Multi-agent systems built on top of large language models and autonomous physical infrastructure increasingly require a common format for recording what an agent did, not only what an agent claims to be able to do. Existing provenance and audit formats describe transactions, signed statements, or workflow traces, but they typically do not record the physical cost of the computation, do not distinguish causal observation from causal intervention, and do not constrain partial ordering through explicit predecessor edges.

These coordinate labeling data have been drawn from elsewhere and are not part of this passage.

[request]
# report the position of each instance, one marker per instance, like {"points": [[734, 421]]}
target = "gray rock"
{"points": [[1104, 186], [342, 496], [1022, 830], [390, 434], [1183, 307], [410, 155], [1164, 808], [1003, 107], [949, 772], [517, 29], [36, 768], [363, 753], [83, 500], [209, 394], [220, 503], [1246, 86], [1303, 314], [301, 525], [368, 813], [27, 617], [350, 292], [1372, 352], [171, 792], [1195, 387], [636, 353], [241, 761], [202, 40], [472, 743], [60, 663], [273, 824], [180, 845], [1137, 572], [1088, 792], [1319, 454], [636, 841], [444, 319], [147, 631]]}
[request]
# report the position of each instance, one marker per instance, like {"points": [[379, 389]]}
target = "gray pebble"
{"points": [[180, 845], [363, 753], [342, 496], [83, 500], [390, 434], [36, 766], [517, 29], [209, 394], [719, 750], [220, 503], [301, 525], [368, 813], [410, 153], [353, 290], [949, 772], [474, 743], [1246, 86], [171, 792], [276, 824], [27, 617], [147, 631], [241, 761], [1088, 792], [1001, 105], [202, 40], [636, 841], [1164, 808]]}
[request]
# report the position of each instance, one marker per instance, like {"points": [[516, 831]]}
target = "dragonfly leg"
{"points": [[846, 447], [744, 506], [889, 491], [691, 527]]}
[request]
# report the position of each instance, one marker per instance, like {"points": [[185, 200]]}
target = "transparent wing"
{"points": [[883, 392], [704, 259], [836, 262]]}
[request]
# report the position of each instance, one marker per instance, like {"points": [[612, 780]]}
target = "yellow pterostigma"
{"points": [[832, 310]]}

This document specifies a minimal wire format that combines these properties: a single, content-addressed record that captures (i) a globally unique identity, (ii) the set of directly preceding records that caused this one, (iii) the thermodynamic energy floor for the bit-level erasures performed, (iv) the actually measured energy-time-space resource cost, (v) a complexity split into statistical structure and residual unpredictability, and (vi) an opaque payload whose first bytes optionally classify the event as an observation, an intervention, or a counterfactual.

The format has been designed for use as a substrate-level record in agent-to-agent (A2A) protocols and is independent of any specific transport, storage, or settlement system. It is a peer to AgentCard [I-D.aevum-agentcard]: an AgentCard says "I am agent X, and I can do Y"; a PACR record says "agent X did Y at cost Z, caused by events {A, B}".

1.1. Design Goals

  1. Single record, six independent dimensions. A PACR record carries exactly six fields, each derived from an independent physical or logical principle. Implementations MUST NOT collapse two fields into one and MUST NOT add fields whose semantics overlap with an existing field.
  2. Causal order, not temporal order. Records are partially ordered by their predecessor sets. Wall-clock timestamps MAY appear inside the opaque payload but MUST NOT be used by readers to determine causal order.
  3. Physically grounded cost accounting. The Landauer field carries a theoretical energy floor derived from the number of bits irreversibly erased; the resource triple carries the actually measured energy. The two are distinct and the difference is the thermodynamic waste.
  4. Pearl-hierarchy intervention tag. The opaque payload MAY begin with a four-byte magic prefix followed by a one-byte tag classifying the event under Pearl's do-calculus rungs [PEARL]. Counterfactual records MUST additionally carry a sim-real correlation score.
  5. Append-only schema evolution. New fields MAY be added to PACR in future revisions. The semantics of existing fields, including this draft's six dimensions, MUST NOT change.